A detailed characterisation of the samples of participants in the different screening studies, taking into account important variables such as ethnicity and socio-economic status, is needed if further conclusions are to be drawn. Additionally, a pooled data analysis of the items shared by the different screening instruments used in the European context aims to yield interesting results (Maganto, in prep).

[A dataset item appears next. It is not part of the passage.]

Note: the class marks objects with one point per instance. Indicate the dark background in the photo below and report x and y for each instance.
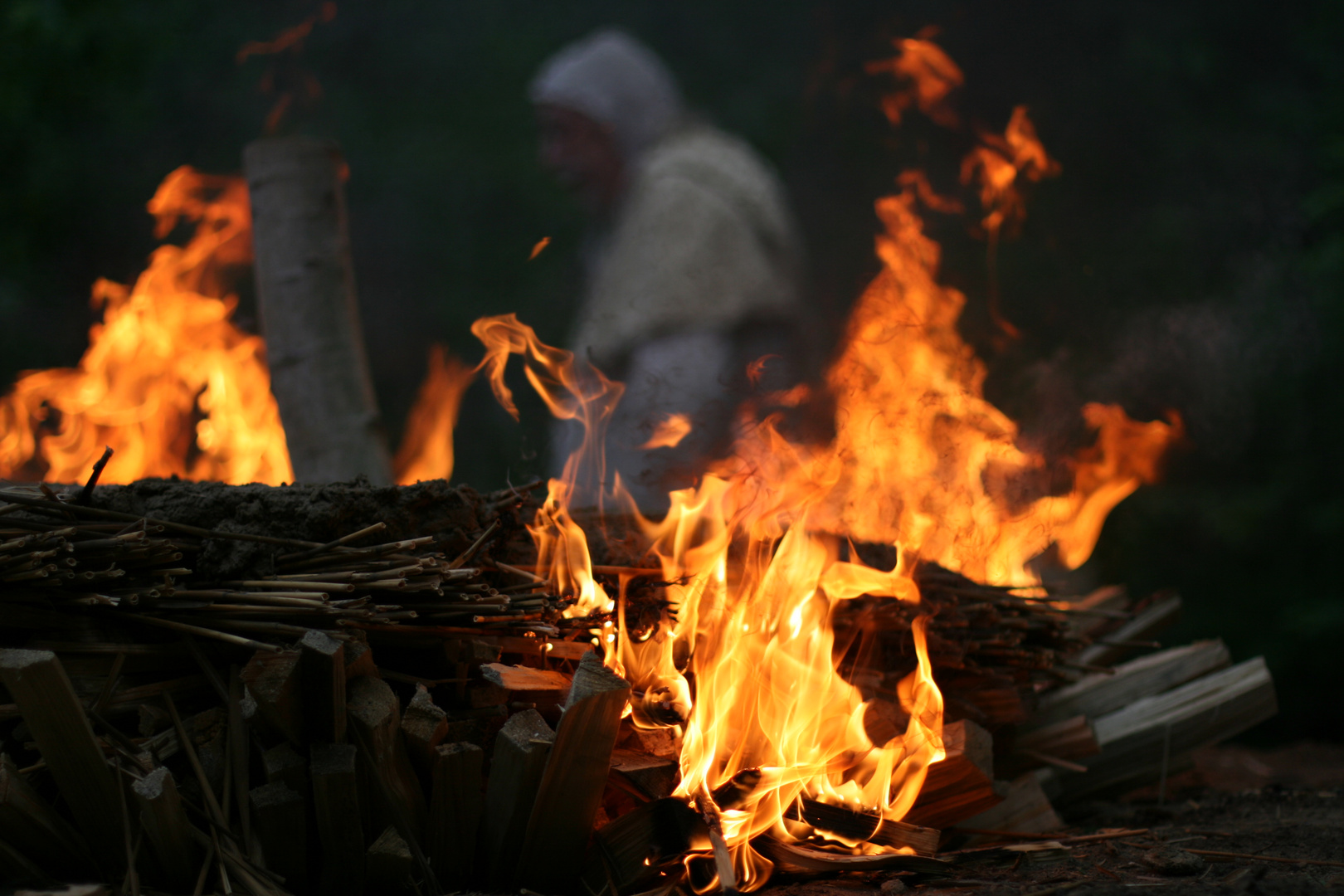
(1190, 256)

At the moment, as part of this ESSEA-COST Action, one of the four working groups (WG3: testing how well screening instruments work in prospectively identifying cases [47]) is carrying out ongoing survey whose main goal is to compare the current status of early developmental surveillance across the 28 Member States of the European Union. Thus far, over 17 countries have responded, including at least two different informants per country. The information collected will, not only show how ASD detection and diagnosis is approached in each country, but will also provide objective data for calculating screening programme performance indicators in those countries where a system for early detection of autism exists or has existed as compared to those where no such system is or has ever been in place.

To date, a wealth of ASD screening procedures is available in Europe. While knowledge is shared through international publications and conferences, collaborations, such as the ESSEA COST Action Network, contribute to sharing knowledge among researchers and clinicians in a more direct way. Future challenges for this network lie in raising awareness about early signs of ASD among parents, child care professionals and physicians across Europe, evaluating and adapting the use of current screening procedures for different countries, providing an accessible platform for sharing knowledge and resources among European researchers and clinicians, and, most importantly, improving developmental outcomes for children with ASD and their families. Notwithstanding encouraging experiences, there is still much to be done.